Two major theories of asset pricing include: one based on asset risk (the market compensates inherent riskiness); and, another based on asset illiquidity (the market compensates illiquidity). In his July 2018 paper entitled “Illiquidity and Stock Returns: A Revisit”, Yakov Amihud presents cross-sectional and time series analyses of illiquidity and U.S. stock returns that extend the 1964-1997 sample period of his seminal illiquidity research. Specifically, he:
- Each year, sorts stocks by volatility (standard deviation of daily returns for the 12 months ending November) into three groups.
- Each year, sorts stocks within each volatility group into five illiquidity sub-groups, with illiquidity specified as the 12-month average of absolute daily return divided by same-day dollar volume traded over the same 12 months.
- Each month during the subsequent January through December, calculates the monthly return of each of the resulting 15 portfolios, weighting stocks based on their market capitalization weights at the end of the prior month.
- Each month, calculates an illiquid-minus-liquid factor (IML) as average return of the most illiquid portfolios across volatility groups minus average return of the least illiquid portfolios across volatility groups.
This process controls for interaction between volatility and illiquidity. He segments findings into replicating Period I (1964-1997) and new Period II (1998-2017). He screens source stocks by requiring for each year: price between $5 and $1000; over 200 days of valid returns and volumes; and, not in the top 1% of illiquidities (outliers). Using data for NYSE/AMEX common stocks that meet these criteria during 1964 through 2017, he finds that:
- IML weakens in recent data. Average IML is 0.64% (0.43%) for Period I (II), with 60.5% (56.7%) of months positive.
- 4-factor model (market, size, book-to-market, momentum) alphas for IML are 0.37% for Period I and 0.40% Period II. IML relates negatively to the market factor, positively and strongly to the size factor and positively to the value factor.
- In Period I (II), there is a positive but insignificant (negative and significant) January effect.

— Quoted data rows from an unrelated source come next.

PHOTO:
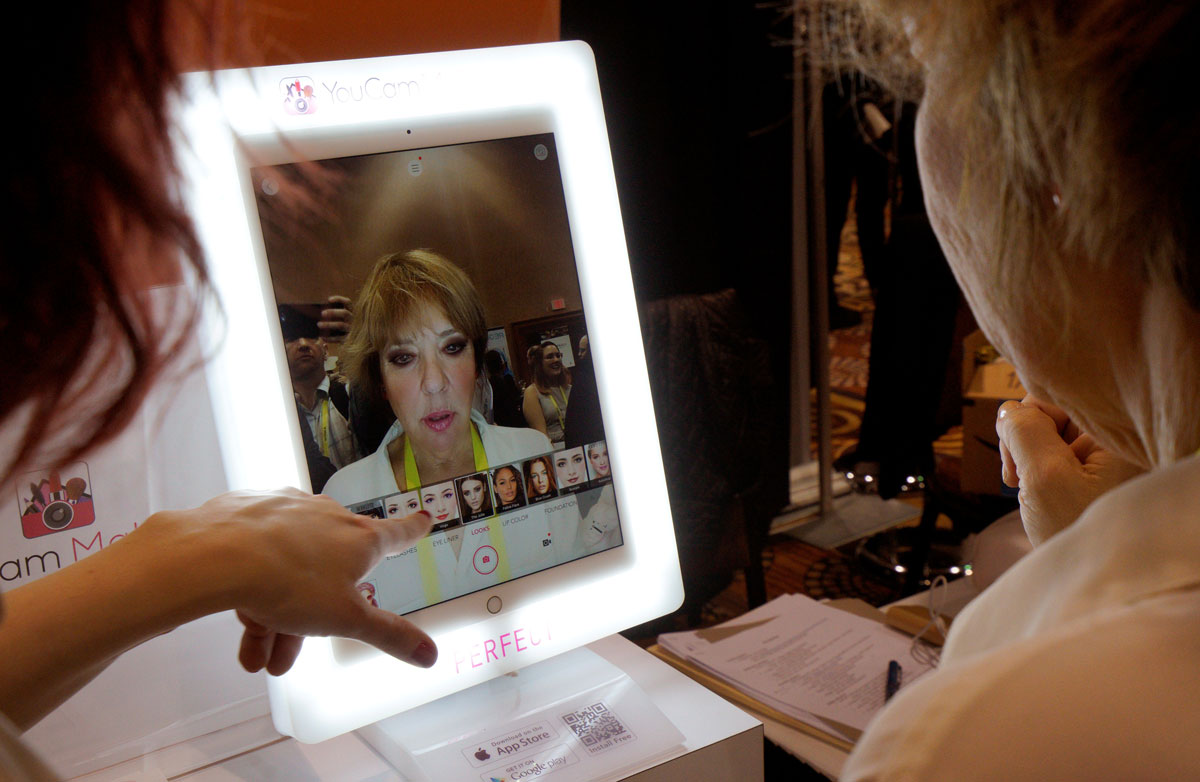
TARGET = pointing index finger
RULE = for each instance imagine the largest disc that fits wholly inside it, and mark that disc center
(401, 533)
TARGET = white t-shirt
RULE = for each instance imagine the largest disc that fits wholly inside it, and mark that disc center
(1081, 662)
(514, 539)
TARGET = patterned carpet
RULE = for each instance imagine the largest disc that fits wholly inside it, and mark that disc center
(795, 566)
(791, 565)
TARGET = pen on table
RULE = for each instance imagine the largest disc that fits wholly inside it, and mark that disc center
(893, 680)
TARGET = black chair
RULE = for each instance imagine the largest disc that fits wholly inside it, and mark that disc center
(712, 388)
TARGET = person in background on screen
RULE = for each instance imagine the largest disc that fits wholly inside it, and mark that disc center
(93, 340)
(583, 421)
(545, 399)
(323, 402)
(505, 396)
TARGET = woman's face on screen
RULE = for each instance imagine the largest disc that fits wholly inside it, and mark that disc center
(598, 455)
(507, 486)
(439, 501)
(401, 505)
(429, 377)
(540, 477)
(552, 360)
(569, 467)
(473, 494)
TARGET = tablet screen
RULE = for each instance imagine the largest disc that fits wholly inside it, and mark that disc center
(490, 423)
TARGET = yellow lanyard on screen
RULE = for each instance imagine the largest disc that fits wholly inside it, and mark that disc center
(413, 479)
(558, 410)
(430, 583)
(323, 425)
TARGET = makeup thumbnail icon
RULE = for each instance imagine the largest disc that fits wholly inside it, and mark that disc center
(51, 504)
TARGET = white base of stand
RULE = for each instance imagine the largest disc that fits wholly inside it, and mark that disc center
(526, 726)
(719, 741)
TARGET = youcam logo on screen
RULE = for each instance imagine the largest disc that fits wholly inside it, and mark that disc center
(299, 95)
(372, 89)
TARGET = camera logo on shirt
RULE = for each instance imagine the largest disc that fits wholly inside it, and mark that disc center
(299, 95)
(55, 500)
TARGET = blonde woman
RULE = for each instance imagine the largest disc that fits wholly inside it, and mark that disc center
(1060, 174)
(545, 399)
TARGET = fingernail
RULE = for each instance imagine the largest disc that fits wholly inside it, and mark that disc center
(425, 654)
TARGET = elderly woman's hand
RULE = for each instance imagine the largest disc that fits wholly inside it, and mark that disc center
(1057, 468)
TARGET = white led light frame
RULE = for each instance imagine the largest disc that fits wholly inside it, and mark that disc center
(234, 119)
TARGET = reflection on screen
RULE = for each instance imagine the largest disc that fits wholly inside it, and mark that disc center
(451, 391)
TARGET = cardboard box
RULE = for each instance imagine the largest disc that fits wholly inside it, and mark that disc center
(985, 386)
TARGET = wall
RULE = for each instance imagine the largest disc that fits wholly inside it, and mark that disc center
(313, 30)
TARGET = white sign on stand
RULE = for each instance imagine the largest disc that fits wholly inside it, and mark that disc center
(575, 713)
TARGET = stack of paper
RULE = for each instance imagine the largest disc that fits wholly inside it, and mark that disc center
(815, 663)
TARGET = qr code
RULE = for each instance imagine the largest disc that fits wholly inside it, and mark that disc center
(594, 725)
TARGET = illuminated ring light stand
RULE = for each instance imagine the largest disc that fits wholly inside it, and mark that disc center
(235, 119)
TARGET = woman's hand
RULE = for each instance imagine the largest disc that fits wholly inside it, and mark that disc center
(336, 319)
(289, 563)
(1057, 468)
(301, 560)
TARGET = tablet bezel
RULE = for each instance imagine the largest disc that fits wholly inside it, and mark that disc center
(234, 120)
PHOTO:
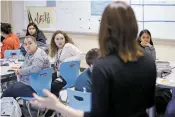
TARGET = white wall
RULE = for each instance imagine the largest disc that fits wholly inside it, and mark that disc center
(165, 49)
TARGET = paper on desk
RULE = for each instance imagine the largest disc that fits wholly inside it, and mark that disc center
(15, 67)
(165, 81)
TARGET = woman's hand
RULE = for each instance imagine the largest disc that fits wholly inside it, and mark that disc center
(56, 65)
(18, 72)
(144, 44)
(50, 102)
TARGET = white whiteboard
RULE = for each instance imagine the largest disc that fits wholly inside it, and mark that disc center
(154, 15)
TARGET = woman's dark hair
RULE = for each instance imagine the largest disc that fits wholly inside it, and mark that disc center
(53, 46)
(31, 37)
(6, 28)
(141, 33)
(118, 32)
(92, 55)
(36, 27)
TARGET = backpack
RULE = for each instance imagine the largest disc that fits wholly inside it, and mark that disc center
(163, 96)
(10, 107)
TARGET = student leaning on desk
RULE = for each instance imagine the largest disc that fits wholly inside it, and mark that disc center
(33, 30)
(35, 60)
(145, 41)
(123, 78)
(62, 49)
(11, 41)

In other words, the positive illiquidity premium is confined to February through December in recent years.
- One-month-ahead (out-of-sample) estimates of IML alpha is 0.52% for Period I and 0.33% for Period II (see the chart below). Out-of-sample January alphas are positive in Period I and strongly negative in Period II.
The following chart, taken from the paper, tracks the 12-month simple moving average of monthly one-month-ahead IML alpha (percentages). The series is mostly positive. Its most negative value is in 2000.
In summary, evidence continues to support propositions that: (1) illiquidity is priced with a mostly positive premium; and, (2) this premium varies over time.
Cautions regarding findings include:
- Findings are gross, not net. Accounting for monthly portfolio reformation frictions and shorting costs would affect findings. Shorting may not always be feasible as specified.
- In fact, illiquidity is closely related to trading frictions, confounding exploitation of the liquidity premium.